En la Segunda Lectura nuevamente encontramos que somos llamados por Cristo a conocer el misterio de su voluntad, de la voluntad de Dios Padre (Ef. 1,9). Éste es el plan que había proyectado realizar con Cristo. Y con Cristo –dice San Pablo– somos herederos también nosotros (Ef. 1,14). Estamos destinados para que fuéramos esta alabanza continua de su gloria, y por ello, hemos sido marcados por el Espíritu Santo prometido, que es la garantía de nuestra herencia.

 

De manera que, para el anuncio, necesitamos aprender a discernir lo que el Espíritu de Dios nos indica mediante nuestra inquietud, en nuestro corazón, en la intimidad. Por eso son tan recomendables los momentos de silencio y de interiorización de cada uno de nosotros en algún momento del día. ¿Qué se mueve en mi corazón? Debemos descubrir aquello que es para el bien de los demás, de los que están cerca de mí, y descubrir qué es lo que el Señor me indica en los Evangelios o en la enseñanza aprendida de ellos a través de la tradición de la Iglesia. ¿Qué se mueve en mí?

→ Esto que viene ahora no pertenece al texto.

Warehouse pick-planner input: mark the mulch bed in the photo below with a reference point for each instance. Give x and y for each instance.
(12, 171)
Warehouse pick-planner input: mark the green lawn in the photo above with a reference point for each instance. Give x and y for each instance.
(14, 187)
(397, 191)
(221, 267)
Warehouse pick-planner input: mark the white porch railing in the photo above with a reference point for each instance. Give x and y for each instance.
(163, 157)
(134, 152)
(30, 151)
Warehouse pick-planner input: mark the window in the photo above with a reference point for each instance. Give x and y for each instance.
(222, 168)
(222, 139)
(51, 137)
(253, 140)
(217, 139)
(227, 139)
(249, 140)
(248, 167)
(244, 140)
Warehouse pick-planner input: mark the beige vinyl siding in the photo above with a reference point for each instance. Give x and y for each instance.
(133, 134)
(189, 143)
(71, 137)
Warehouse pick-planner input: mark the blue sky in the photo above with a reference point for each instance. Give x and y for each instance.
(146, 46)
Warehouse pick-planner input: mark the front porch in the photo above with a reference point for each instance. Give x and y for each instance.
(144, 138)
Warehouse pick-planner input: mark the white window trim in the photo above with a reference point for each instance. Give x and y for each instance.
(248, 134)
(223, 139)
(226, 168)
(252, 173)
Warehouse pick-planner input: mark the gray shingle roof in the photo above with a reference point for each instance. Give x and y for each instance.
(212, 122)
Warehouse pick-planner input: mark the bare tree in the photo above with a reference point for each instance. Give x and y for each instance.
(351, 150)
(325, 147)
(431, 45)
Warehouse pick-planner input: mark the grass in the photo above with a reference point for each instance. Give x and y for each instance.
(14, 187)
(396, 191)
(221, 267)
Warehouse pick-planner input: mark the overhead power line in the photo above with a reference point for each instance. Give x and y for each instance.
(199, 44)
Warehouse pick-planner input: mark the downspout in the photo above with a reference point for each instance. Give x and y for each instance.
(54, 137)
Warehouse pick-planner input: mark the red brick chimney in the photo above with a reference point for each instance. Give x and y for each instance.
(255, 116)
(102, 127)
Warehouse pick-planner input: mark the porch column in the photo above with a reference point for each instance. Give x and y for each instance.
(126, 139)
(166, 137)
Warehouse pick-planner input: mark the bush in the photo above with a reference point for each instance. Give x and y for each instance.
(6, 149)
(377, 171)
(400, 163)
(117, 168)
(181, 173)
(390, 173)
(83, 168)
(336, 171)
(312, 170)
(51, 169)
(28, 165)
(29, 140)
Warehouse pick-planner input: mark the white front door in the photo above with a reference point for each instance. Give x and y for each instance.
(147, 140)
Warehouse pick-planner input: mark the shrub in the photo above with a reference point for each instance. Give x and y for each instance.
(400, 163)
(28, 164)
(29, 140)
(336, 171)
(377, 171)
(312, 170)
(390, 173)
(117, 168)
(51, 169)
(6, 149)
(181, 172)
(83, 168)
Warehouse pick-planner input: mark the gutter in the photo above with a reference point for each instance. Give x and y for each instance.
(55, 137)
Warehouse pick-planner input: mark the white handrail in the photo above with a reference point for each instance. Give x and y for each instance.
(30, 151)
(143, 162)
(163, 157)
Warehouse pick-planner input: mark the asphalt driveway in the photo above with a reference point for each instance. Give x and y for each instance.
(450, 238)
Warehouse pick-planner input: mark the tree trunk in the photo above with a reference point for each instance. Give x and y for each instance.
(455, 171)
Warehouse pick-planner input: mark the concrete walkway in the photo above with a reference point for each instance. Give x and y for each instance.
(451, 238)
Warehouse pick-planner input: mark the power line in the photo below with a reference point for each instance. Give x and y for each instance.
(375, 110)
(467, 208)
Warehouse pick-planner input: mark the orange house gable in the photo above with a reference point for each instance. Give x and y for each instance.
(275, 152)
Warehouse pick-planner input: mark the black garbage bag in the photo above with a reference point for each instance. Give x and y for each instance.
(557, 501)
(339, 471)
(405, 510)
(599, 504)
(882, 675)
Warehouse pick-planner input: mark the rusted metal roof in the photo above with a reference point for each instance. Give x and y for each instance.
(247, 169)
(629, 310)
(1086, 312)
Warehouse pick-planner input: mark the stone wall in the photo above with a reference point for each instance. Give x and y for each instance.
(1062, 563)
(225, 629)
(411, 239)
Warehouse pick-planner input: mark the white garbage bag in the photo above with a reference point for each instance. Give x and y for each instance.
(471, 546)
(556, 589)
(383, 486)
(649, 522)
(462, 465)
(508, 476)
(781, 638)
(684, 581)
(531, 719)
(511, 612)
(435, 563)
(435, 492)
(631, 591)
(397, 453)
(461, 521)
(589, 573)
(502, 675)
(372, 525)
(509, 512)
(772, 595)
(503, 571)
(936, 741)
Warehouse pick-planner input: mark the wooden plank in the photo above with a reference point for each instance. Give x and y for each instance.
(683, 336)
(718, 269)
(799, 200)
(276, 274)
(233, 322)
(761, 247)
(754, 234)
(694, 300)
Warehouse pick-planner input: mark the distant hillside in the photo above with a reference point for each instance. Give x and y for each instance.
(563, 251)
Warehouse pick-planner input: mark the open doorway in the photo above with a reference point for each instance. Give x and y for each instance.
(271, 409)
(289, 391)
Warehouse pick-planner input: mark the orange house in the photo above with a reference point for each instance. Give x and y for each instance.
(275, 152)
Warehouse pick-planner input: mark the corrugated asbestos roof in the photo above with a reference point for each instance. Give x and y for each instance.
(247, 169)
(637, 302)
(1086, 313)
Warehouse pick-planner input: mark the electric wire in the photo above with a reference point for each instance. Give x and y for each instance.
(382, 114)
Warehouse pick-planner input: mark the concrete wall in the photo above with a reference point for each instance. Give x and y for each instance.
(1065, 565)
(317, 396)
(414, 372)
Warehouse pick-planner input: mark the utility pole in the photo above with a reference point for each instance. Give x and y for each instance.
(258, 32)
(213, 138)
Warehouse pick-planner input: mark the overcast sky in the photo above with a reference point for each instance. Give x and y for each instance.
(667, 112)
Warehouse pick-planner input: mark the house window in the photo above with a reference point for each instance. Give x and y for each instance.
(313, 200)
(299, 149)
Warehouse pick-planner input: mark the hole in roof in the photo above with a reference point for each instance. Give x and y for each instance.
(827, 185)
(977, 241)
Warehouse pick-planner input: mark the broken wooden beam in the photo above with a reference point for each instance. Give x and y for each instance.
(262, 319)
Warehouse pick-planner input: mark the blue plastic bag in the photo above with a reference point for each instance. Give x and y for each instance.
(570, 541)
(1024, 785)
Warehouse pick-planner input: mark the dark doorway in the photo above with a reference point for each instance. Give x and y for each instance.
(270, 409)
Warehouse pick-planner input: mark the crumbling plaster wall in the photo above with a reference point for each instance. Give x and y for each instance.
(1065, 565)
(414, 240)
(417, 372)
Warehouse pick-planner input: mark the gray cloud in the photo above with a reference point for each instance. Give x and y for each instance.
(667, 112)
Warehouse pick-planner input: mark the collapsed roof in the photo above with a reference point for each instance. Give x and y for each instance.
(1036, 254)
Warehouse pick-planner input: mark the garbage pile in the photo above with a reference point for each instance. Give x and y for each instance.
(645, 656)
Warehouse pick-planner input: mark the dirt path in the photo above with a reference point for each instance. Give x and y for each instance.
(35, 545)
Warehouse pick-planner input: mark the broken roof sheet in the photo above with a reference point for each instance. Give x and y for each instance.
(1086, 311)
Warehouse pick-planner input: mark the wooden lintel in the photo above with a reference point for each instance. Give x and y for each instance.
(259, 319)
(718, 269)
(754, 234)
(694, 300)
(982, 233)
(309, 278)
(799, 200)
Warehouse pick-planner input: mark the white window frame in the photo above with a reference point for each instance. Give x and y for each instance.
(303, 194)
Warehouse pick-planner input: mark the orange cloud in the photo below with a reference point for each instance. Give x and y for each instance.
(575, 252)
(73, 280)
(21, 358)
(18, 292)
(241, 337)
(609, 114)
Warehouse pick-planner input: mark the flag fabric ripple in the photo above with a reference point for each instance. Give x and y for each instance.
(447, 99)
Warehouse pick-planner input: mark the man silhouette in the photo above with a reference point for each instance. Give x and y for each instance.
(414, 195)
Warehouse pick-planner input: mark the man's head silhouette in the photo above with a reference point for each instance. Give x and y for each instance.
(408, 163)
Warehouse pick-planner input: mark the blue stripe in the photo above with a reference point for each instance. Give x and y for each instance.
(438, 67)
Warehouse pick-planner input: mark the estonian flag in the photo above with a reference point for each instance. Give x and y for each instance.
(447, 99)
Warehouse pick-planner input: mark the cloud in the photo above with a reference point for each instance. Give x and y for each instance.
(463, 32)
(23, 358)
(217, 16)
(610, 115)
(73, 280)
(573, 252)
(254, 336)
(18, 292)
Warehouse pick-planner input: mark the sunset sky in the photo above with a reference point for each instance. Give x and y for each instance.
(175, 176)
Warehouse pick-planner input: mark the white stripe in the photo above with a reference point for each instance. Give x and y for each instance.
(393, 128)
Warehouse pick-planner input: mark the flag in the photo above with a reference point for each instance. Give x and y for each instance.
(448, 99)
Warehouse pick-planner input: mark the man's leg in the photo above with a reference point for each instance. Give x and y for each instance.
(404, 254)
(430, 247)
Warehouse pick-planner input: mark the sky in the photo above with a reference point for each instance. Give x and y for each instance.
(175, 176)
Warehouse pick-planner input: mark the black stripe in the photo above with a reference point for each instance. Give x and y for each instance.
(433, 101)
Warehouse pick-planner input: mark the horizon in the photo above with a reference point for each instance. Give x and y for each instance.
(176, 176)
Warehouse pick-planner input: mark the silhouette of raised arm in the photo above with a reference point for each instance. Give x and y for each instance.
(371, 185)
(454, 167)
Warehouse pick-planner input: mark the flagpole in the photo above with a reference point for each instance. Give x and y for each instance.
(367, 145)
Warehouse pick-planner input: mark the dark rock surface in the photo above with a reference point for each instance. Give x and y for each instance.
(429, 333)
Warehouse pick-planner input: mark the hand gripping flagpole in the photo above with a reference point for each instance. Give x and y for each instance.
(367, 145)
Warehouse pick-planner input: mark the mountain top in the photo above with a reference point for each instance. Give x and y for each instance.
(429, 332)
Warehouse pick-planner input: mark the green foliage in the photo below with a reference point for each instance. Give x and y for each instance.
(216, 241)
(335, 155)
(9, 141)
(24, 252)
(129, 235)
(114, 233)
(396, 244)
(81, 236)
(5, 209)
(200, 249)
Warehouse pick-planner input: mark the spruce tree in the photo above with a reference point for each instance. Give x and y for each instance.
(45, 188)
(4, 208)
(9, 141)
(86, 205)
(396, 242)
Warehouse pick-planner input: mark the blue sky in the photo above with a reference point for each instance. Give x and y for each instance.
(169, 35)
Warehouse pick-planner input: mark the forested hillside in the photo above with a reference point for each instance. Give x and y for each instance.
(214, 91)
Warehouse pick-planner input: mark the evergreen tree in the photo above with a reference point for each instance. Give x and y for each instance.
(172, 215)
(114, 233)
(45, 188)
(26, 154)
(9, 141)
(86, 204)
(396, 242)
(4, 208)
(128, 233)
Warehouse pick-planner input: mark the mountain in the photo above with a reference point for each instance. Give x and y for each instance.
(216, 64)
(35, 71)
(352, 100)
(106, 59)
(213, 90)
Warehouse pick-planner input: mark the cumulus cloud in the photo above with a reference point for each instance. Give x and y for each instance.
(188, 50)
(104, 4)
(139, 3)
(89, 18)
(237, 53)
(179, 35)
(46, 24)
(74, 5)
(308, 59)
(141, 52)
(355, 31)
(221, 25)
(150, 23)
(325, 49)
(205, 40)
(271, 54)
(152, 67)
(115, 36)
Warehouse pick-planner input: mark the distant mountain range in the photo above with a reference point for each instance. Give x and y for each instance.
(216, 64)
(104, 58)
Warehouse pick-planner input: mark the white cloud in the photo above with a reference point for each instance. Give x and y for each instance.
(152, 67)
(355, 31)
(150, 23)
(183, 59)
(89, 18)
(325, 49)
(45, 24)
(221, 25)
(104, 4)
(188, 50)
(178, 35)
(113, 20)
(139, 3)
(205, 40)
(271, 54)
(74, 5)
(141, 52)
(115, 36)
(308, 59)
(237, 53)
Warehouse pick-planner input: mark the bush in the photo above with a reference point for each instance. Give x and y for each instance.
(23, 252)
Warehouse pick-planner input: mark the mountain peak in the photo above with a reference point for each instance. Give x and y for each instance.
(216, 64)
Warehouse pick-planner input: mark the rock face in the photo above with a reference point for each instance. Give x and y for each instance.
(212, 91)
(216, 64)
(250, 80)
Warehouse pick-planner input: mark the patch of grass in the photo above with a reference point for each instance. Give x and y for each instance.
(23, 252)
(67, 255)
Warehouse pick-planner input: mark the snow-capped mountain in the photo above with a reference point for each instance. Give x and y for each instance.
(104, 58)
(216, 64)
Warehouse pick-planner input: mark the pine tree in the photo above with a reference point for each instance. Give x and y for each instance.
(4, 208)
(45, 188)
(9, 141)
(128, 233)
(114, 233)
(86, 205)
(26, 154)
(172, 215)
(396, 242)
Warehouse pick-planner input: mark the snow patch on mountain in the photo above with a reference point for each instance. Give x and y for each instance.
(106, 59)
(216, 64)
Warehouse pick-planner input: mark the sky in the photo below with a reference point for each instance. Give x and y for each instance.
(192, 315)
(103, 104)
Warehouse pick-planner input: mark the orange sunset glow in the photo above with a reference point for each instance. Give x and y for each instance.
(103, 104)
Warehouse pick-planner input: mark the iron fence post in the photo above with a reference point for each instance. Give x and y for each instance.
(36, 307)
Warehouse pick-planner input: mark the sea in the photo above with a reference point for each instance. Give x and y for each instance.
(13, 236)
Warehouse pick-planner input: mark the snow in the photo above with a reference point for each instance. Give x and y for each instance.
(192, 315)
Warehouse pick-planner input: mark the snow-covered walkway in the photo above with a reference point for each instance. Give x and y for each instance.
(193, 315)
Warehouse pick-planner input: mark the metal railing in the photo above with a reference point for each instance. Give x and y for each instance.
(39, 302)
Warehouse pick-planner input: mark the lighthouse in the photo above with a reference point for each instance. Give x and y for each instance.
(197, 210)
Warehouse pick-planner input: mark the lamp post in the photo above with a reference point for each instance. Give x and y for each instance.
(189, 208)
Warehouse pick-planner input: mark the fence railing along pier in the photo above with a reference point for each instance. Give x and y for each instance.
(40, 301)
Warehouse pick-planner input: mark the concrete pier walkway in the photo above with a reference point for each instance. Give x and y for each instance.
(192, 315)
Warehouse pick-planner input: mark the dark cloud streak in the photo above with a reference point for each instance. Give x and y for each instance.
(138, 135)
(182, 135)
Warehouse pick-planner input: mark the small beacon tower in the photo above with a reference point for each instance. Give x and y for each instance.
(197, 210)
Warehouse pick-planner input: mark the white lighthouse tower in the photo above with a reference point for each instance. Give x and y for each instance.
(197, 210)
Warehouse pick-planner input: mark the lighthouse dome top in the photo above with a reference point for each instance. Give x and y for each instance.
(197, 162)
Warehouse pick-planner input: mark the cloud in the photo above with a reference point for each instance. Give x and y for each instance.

Porque es la forma en que nos ponemos en comunión con el Espíritu Santo, que ha sido derramado en cada uno de nosotros por el Bautismo y por el sacramento de la Confirmación.

 

Ahí nace esa indicación o señalamiento de lo que debemos hacer en favor de nuestro prójimo; pero no conforme a mi ideología, sino a la voluntad de Dios Padre. Y esto tiene que ir acompañado del propio testimonio, con mi propia vida, con mi propio ejemplo; tenemos que indicar la forma de cómo vivir las enseñanzas de Jesucristo.

 

Por eso, el Evangelio de hoy nos indica algunas de ellas: tenemos que ir a buscar al otro, tocar a sus puertas, entrar y compartir con ellos, buscando, como dice el evangelista Marcos (Mc. 6,12), la conversión del corazón para estar siempre en relación con Dios nuestro Padre. Segundo, tratando de sacar el mal que haya en el ambiente familiar, laboral o social. Eso es expulsar los demonios. Y tercero –dice el Evangelio (6,13)– cuidando, orando, acompañando a los enfermos. Ese es el testimonio que hoy nos indica el Evangelio.

 

Pero ese testimonio puede ampliarse. Hay momentos de gran tensión donde otros sufren –a veces personal o a veces social– y entonces nos debemos unir en oración y solidaridad cristiana.

 

Por eso, los invito, particularmente en este domingo, en esta nuestra Eucaristía, a pedir mucho por los católicos, cristianos y hombres de buena voluntad que, encabezados por sus Obispos, están teniendo una enorme y difícil tensión en nuestro hermano pueblo de Nicaragua. Pidamos por el señor cardenal Leopoldo Brenes, y por los demás obispos, para que puedan con su pueblo encontrar los caminos de justicia y de paz. ¡Que así sea!